Backpropagation gets slower in mixprecision

Hi,

After converting my program into mixed-precision using amp, the forward time gets shorter while the backward time gets longer when I record running time by “import time”.

Then I use “torch.profiler” to record the running time.

However, it seems that the result of torch.profiler meets my expectation: cuda.time becomes around 1/4 of the fp32.

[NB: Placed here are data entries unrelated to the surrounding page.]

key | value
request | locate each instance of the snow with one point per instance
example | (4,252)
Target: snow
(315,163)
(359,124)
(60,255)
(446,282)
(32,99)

Here my question is: what is the cuda.time means and why the backpropagation time becomes longer in mix precision?

mixed-precision:
import time :
Entire Epoch: [1] Train: [0] SUM: 1828.379 DT: 13.270 FW: 71.987 BK: 1711.248 CM: 31.873
torch profiler:
Self CPU time total: 56.883s
CUDA time total: 893.112s

FP32:
import time :
Entire Epoch: [3] Train: [0] SUM: 1584.260 DT: 15.714 FW: 368.550 BK: 1119.231 CM: 80.766
torch profiler:
Self CPU time total: 105.049s
CUDA time total: 3021.355s

Detailed Logs of my program are listed below:
http://49.234.107.127:81/index.php/s/qa3Yjo8WJwNZjCS (mixed precision)
http://49.234.107.127:81/index.php/s/y8SpyfiM3d5SZp7

My model uses conv3d and I run my code on Tesla V100.

Many thanks.

Could you post the results of your manual profiling here, please?